The Random Ambient Monitoring System is a component of DWR's Ambient Monitoring System that was started in January 2007. RAMS is a statewide probabilistic monitoring initiative in which thirty freshwater stream locations are randomly selected and sampled once per month for two years. At the end of the two year cycle the stations are retired and thirty new sampling locations are selected.
The following parameters are collected once per month for a total of 24 times in two years: dissolved oxygen, specific conductance, temperature, pH, alkalinity, chloride, fluoride, sulfate, turbidity, total and dissolved metals, mercury, and volatile organics.

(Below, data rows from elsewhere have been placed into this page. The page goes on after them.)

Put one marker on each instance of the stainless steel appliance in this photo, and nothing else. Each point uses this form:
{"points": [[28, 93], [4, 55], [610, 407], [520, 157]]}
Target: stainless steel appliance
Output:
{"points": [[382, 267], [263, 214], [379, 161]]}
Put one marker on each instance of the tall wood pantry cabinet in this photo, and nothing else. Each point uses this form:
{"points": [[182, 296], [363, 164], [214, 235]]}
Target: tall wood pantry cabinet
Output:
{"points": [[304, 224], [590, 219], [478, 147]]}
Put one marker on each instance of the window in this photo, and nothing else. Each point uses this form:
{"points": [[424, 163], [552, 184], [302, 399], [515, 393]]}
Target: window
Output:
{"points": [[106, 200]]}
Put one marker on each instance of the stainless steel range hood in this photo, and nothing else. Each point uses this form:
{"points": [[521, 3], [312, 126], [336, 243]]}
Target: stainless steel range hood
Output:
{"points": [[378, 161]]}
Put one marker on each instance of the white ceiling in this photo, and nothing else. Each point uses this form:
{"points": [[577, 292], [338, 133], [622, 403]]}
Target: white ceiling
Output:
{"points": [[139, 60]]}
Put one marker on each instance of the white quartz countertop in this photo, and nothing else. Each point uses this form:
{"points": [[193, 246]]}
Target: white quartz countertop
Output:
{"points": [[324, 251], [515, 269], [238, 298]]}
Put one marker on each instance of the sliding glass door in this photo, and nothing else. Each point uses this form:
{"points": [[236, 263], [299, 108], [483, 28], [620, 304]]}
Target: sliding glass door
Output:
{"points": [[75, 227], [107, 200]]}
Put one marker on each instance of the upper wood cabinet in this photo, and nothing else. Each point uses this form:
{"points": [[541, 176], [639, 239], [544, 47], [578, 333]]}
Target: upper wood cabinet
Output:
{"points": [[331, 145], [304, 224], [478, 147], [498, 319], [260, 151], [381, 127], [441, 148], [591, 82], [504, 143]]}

The following parameters are collected once every other month for a total of 12 times in two years: cyanide, sulfide, semi-volatile organics, pesticides, and PCBs.
Benefits of RAMS:
- Because most streams in North Carolina are small, the majority of RAMS sites are also on small streams. RAMS data helps to supplement the DWR ambient monitoring network, which has historically focused on large rivers and areas with known water quality problems.
- RAMS allows DWR to collect data on water quality parameters that are rarely examined, and to answer broad questions about the water quality of North Carolina streams with a statistical rigor that had not been possible before.
- RAMS data may be used to develop and evaluate methods of measuring water pollutants.